Kevin maybe you can play with setting docc and socc for the HF, then changing it before the CASSCF, and let us know what happens.

So I played around with a simpler test case.

This test case allows you to use ROHF orbitals as a guess for CASSCF. It does seem that setting docc and socc will allow this to work. However, if you do not set docc and socc, the code reverts back to the ROHF reference.

It is also interesting that DOCC does not actually matter. If I specify docc [2,0,0,0,0,0,0,0] or [1, 0, 0, 0, 1, 0, 0] or [0, 0, 0, 0, 0, 2, 0, 0] I always end up getting the same answer.
I have to say that socc are all 0, otherwise the code fails.

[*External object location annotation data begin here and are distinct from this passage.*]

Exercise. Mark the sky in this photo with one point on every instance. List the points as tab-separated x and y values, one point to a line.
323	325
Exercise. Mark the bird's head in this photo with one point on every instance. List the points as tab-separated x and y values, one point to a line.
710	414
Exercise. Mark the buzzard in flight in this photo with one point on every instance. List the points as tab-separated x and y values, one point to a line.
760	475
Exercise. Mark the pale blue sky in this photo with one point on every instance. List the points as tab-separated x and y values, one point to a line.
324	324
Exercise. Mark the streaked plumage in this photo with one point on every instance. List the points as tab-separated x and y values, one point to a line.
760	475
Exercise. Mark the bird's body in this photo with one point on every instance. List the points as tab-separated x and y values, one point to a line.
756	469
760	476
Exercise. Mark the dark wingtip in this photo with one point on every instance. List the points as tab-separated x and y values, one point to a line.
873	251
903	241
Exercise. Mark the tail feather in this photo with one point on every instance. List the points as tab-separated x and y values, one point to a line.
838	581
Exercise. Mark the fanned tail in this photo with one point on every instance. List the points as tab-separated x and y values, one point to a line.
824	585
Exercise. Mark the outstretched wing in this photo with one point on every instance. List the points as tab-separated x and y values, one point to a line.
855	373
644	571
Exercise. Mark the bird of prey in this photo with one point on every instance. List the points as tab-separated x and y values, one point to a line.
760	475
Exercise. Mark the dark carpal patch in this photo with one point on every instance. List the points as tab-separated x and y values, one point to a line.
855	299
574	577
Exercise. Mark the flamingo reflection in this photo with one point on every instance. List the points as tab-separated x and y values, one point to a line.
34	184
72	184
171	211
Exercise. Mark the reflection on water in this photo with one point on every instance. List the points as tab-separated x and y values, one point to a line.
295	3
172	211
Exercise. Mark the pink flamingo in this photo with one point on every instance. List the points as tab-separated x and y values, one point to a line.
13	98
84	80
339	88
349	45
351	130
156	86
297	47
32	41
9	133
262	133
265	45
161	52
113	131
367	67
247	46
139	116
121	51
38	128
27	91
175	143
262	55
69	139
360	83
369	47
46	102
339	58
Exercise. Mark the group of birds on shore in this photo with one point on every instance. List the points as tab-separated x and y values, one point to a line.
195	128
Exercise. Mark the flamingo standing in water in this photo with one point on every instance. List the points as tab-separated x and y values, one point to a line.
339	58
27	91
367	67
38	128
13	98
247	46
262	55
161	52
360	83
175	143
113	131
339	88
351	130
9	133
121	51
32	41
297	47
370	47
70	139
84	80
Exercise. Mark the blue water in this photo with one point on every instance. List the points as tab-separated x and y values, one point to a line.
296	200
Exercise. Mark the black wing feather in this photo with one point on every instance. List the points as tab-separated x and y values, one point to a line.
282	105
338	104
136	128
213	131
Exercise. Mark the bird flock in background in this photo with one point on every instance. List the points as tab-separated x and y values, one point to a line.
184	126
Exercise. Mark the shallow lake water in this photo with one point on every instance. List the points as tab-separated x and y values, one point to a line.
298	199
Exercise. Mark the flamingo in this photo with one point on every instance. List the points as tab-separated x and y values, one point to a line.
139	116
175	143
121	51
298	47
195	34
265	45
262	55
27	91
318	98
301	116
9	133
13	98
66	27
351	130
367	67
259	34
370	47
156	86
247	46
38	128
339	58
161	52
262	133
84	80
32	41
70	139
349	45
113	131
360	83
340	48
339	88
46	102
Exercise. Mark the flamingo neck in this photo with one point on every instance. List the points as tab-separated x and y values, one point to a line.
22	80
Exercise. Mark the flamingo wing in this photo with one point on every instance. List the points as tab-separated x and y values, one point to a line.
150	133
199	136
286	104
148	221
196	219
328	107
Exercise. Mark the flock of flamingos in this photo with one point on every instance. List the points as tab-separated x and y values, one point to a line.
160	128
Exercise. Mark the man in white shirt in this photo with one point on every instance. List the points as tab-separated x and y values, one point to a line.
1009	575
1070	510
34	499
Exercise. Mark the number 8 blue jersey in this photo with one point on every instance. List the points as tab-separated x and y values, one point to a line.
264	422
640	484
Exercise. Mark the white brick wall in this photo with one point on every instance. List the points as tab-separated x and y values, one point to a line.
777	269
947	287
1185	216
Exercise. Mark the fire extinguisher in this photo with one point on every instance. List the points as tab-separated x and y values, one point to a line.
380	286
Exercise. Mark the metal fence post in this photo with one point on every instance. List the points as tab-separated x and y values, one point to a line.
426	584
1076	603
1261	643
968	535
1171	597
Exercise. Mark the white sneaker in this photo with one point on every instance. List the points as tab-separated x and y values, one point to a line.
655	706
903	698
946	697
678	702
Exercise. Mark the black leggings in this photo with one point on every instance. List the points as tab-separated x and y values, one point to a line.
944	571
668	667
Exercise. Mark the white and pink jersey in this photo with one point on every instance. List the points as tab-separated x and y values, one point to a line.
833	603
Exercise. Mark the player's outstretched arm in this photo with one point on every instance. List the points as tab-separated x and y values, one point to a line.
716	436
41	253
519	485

This might be important to check in the input (if RHF and SOCC, throw a warning/error).

What is DOCC used for in this case? Just to get number of electrons? Maybe the code should read the RDOCC and active and check if that is equal to the number of electrons? It seems that the code reads DOCC to determine the number of electrons.

memory 1 GB
molecule HHeH {
0 3
H 0.00 0.00 -2.0
He 0.00 0.00 0.00
H 0.00 0.00 2.0
units angstrom
}

set global{
e_convergence 1e-10
d_convergence 1e-10
scf_type pk
basis def2-tzvp
reference ROHF
DOCC [1,0,0,0,0,0,0,0]
SOCC [1,0,0,0,0,1,0,0]
}

scf_rohf, rohf_wfn = energy(‘scf’, return_wfn=True)

set detci {
reference RHF
restricted_docc [1,0,0,0,0,0,0,0]
active [1,0,0,0,0,1,0,0]
docc [2,0,0,0,0,0,0,0]
socc [0,0,0,0,0,0,0,0]
S 0.0
}
energy(‘casscf’, ref_wfn=rohf_wfn)

The code is in lib/libqt/ras_set.cc feel free to make a PR with any suggested changes.

Hmmm, let me take a look at this in the next day or two. The ras_set code is a little non-trivial so probably I should take a look at it.

Thank you! I am not sure where the number of electrons are computed in detci and I don’t really know where the reference is read. I skimmed through the ras_set, but I did not see any reference to the number of electrons and/or ROHF/RHF.

I am wondering if we should try to simplify a bit the CASSCF input. Most codes (that have CASSCF) typically have an option for the number of active orbitals and the number of active electrons. RESTRICTED_DOCC and ACTIVE are good keywords to keep (and I feel that they are necessary for any CASSCF code), but it is difficult to figure out the number of electrons that are included in the active space until you run the CI code. Right now, I typically run a SCF calculation, figure out the RESTRICTED_DOCC and ACTIVE keywords then run a CASSCF calculation. I also make sure that the number of active electrons equals the number of electrons that I want to include in the active space by inspecting the detci output or reading the NO occupations.

It might be nice to have a check where the number of electrons the user wants equals what the CI program is doing. I can make these changes, but I am not sure where this logic should go in the CI code.